JLL’s Rob Kossar, who is handling leasing, said that even though Class A industrial space in the city costs a premium, it is not a loss leader in the same way that a Fifth Avenue retail space long was for dominant retail brands.
“If you’re building a business like Amazon, where you want to provide same-day delivery in every market around the world, you just can’t not do New York City,” he said.
A third personality
Turnbridge has become a bigger player by dint of its split personality, the unsexy warehouses in top-tier markets and high-end developments in emerging ones. But the firm has another practice, built on distress deals.
One recent deal combined all three of Turnbridge’s personalities, as the firm turned a distressed mall into a flagship office for one of the hottest tech tenants in the country. The Cary Towne Center mall in North Carolina had lost three of its five anchor tenants, plunging it into a financial abyss. In early 2019, Turnbridge and Denali Properties bought the 87-acre property for $31.5 million.
By the end of the year, Turnbridge had secured a rezoning that would allow a future owner to build up to 1.2 million square feet of office space, 1,800 apartments and a 450-key hotel. Maybe Turnbridge would have built those things itself, but it found a better deal: Less than two years after buying the property, Turnbridge sold it for $95 million to Epic Games, the gaming behemoth behind Fortnite. Epic now plans to build its world headquarters on the site, but work has stalled as it tries to rezone the property again.
Turnbridge nearly expanded its South Congress portfolio through that route, too, when Austin developer Nate Paul ran into trouble at his assemblage around 500 South Congress Avenue. In June 2020, Turnbridge acquired the $33.6 million loan on the properties at a slight discount.

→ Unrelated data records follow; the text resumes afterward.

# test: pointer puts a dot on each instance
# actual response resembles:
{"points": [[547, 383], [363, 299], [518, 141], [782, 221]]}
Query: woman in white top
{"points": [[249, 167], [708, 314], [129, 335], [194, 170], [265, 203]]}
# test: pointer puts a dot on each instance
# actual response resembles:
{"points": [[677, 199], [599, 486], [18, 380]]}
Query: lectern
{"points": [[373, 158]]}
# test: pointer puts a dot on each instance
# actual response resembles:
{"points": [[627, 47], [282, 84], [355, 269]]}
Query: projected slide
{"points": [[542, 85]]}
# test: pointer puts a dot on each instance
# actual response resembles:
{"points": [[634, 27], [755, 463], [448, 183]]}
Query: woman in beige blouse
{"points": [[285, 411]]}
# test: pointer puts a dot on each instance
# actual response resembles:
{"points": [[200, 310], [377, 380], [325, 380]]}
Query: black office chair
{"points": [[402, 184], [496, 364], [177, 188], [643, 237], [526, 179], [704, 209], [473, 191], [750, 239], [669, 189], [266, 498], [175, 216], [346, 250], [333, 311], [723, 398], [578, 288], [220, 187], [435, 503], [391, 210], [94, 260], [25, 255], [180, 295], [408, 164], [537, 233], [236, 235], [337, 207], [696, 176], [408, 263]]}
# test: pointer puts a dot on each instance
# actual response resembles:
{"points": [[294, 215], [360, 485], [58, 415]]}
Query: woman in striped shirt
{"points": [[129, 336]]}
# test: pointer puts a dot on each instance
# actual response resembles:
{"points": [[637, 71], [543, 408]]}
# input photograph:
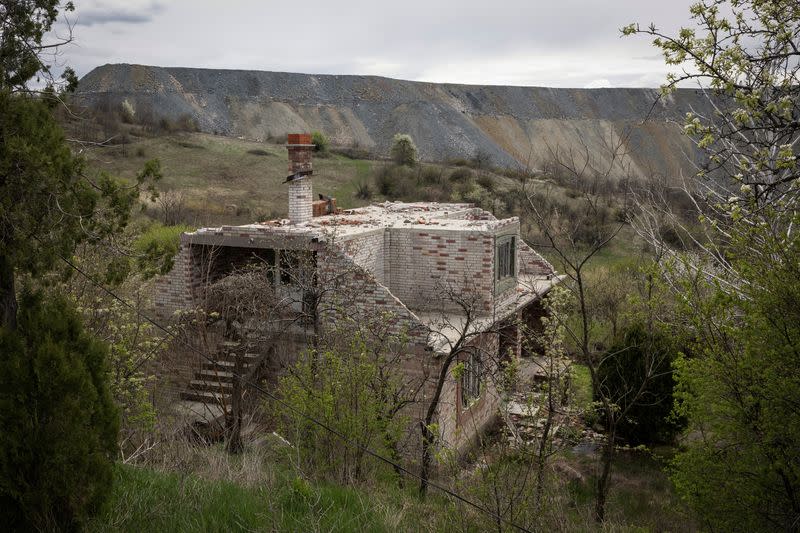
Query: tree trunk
{"points": [[235, 435], [428, 438], [605, 475], [427, 457], [8, 295]]}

Three months later, Paul missed a payment on the loan and Turnbridge accelerated it, calling nearly $34 million immediately due. The properties, less than 1,000 feet from Music Lane, were the loan’s collateral. But just before the property changed hands, Paul wriggled out of the bind.
“We had signed a deed-in-lieu,” Joblon said, “and seven days before we were due to get title at a very good basis, he somehow was able to refinance it, and we weren’t able to get it.”
Last year, Paul bought back many of the properties he lost, but 500 South Congress was not one of them. Instead, Related swooped in and snagged the site at auction for $65 million. But the near-miss showed a new way for Turnbridge to scrape out deals.
“If you don’t get paid back and you have to do that, then yes, you have the in-house capability as a fallback,” Joblon said. “I think that’s a really interesting angle that our investors like.”